22 mars — Hier après-midi, j’ai rangé l’atelier. Un tri minutieux. Dans le silence qui suivit, une évidence : j’allais créer un sous-domaine, installer un Spip. Proposer mes services pour fabriquer des sites. Le soir, je me suis lancé en local. Mais en vérité, ce n’était pas de code que j’avais envie. C’était de fiction. Quelque chose insiste depuis quelques nuits. L’idée d’un seuil. Pas de pensée. Juste écrire. Depuis le corps. Les images viennent quand on les oublie. Nécessité d’un emploi du temps plus drastique. Sauf que je n’ai jamais fait ça. Et jeudi matin, il y a eu ce moment précis avec le groupe d’élèves. Quelque chose s’est passé. J’ai reçu une réponse effarée. Le message a été supprimé. Y s’était trompée d’appli. Plus ça va, plus je sens qu’il faut que je me réinvente. Peindre autrement. J’estime que tout ça a assez duré. J’ai visionné des vidéos de Philippe Annocque. Son calme me donne envie de lire à voix haute. Il y a là un désir de plus en plus impérieux : installer un nouvel univers. Quelque chose veut prendre forme. Et peut-être que cette fois, je le laisserai faire.

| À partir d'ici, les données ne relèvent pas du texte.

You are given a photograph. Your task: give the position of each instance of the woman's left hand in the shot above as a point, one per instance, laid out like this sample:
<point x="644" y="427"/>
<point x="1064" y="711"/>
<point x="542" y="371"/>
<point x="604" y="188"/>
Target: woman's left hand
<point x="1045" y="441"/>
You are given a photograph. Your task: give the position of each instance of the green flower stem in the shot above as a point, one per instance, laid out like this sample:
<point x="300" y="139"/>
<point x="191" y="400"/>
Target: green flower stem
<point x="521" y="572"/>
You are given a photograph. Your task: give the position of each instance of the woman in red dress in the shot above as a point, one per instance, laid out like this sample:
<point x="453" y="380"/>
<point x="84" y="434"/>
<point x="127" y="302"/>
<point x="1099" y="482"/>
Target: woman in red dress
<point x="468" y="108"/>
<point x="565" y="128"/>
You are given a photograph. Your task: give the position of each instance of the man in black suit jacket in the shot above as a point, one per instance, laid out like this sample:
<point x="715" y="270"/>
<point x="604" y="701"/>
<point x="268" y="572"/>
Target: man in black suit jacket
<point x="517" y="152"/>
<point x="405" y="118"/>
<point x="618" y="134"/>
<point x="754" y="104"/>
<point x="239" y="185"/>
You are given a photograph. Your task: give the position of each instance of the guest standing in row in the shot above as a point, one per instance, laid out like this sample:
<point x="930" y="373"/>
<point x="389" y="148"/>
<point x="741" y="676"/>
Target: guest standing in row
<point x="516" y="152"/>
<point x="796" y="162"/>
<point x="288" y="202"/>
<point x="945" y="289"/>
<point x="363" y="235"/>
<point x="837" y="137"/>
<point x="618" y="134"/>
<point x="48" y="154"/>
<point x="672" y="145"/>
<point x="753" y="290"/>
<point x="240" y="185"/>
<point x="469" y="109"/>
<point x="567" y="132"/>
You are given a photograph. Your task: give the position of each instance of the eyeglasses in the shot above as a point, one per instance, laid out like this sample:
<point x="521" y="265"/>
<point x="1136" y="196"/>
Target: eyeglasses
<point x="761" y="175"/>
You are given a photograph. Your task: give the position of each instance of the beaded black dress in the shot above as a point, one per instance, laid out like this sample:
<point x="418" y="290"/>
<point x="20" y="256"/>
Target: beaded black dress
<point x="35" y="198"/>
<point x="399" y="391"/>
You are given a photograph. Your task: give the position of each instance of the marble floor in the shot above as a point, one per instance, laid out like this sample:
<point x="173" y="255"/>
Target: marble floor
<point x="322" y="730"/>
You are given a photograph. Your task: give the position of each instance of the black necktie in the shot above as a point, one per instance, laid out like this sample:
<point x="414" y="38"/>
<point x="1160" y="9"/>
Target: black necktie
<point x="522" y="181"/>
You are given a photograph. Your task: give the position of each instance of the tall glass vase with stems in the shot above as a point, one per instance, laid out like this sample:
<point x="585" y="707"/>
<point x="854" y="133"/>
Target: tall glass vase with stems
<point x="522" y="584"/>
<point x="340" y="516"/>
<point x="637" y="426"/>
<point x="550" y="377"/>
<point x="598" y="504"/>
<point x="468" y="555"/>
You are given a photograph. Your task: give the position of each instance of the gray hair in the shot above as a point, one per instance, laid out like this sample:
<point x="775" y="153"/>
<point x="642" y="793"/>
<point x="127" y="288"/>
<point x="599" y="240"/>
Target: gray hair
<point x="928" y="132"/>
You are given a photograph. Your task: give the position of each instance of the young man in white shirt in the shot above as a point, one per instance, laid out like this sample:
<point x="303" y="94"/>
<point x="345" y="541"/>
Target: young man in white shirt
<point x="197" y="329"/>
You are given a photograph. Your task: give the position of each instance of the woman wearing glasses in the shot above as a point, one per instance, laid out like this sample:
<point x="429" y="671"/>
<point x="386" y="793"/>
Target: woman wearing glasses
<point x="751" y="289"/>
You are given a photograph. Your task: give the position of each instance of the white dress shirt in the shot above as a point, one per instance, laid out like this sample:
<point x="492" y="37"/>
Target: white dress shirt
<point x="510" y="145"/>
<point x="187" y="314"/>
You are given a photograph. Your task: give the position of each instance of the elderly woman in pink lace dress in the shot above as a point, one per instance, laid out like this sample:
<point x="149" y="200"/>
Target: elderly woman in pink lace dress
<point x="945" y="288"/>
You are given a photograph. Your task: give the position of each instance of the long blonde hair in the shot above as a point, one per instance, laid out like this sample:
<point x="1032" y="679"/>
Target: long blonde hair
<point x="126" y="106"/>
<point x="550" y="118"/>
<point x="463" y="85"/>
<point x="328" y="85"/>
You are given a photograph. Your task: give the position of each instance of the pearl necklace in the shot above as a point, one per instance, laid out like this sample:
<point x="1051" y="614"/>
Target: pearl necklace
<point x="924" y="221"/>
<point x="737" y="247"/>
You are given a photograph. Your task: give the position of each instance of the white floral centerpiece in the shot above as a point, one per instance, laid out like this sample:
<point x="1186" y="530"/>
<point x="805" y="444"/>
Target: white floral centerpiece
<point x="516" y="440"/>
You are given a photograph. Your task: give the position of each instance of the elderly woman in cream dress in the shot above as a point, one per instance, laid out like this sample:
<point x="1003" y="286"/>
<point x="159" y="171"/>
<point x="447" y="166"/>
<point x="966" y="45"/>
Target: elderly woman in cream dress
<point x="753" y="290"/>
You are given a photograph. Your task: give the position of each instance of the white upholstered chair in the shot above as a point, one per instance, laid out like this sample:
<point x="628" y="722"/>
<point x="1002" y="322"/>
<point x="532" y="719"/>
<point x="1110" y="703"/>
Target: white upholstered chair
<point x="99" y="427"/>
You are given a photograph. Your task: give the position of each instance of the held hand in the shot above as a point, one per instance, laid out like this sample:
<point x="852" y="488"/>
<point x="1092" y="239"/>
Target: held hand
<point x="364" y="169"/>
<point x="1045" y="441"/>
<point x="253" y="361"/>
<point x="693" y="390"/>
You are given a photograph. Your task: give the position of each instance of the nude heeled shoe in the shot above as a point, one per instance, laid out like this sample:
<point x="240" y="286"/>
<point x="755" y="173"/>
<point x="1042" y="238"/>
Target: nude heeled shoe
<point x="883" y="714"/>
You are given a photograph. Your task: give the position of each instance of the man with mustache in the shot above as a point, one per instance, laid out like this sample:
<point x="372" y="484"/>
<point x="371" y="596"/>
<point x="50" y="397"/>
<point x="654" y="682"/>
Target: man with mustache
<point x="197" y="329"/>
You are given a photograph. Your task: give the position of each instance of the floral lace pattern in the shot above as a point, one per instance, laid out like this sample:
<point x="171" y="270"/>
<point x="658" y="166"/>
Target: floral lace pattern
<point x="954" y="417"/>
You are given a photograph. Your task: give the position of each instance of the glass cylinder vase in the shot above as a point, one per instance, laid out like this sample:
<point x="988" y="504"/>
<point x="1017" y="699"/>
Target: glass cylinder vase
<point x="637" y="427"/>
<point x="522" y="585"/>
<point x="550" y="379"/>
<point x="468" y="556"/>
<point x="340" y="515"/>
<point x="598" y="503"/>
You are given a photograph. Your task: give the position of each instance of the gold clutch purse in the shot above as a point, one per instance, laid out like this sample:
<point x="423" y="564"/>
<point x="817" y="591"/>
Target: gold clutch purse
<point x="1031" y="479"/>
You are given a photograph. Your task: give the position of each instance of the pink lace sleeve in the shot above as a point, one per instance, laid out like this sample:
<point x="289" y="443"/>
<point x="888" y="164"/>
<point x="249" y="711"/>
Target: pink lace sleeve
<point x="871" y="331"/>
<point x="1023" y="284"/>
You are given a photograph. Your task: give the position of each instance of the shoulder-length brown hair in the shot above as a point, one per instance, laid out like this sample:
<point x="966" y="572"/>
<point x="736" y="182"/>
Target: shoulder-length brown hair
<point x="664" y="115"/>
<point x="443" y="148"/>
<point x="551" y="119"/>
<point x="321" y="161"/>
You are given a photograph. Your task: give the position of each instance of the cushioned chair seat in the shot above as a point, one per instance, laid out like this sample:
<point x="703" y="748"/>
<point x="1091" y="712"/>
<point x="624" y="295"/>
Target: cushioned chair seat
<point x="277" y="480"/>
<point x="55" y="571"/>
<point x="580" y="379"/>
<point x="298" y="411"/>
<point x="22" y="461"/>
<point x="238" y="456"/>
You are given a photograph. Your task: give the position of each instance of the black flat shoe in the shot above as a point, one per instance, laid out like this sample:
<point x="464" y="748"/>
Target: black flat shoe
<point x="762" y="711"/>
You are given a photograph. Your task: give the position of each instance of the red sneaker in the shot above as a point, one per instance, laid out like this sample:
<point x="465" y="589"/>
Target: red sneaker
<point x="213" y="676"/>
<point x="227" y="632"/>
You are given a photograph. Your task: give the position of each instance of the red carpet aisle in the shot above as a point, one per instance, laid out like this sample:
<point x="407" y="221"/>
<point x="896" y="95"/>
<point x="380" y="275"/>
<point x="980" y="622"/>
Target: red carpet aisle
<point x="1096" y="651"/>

27 mars — Fuite d’eau, vers quatre heures du matin. Un glouglou lointain dans la cave. Il a fallu pousser le vaisselier pour libérer l’accès. M. ne va plus en classe. Chaque matin, il se replie dans la salle d’eau. Je ne vais pas jusqu’à l’admiration, mais presque. S. est à cran. Elle me fait penser à ces femmes méditerranéennes qui semblent porter tout le monde dans leur ventre. Et moi, suis-je un autre programme ? On s’imbrique. On s’exécute. On bugue. Le plombier est arrivé. Réparation immédiate. Cinq minutes. J’aurais dû être plombier. Les C. sont arrivés. On a partagé une quiche. Invité le plombier à boire un verre. Conversation typique. Vignette Crit’Air, œufs impropres, femmes enceintes inquiètes. J’ai bien avancé sur Gor. Douze chapitres. Je ne sais pas où ça va. Je préfère ne pas y penser. Ce matin, les élèves du jeudi passent récupérer leurs toiles. Fin de cycle. Ils restent fâchés, moi têtu. Pas d’explication. Pas d’excuse.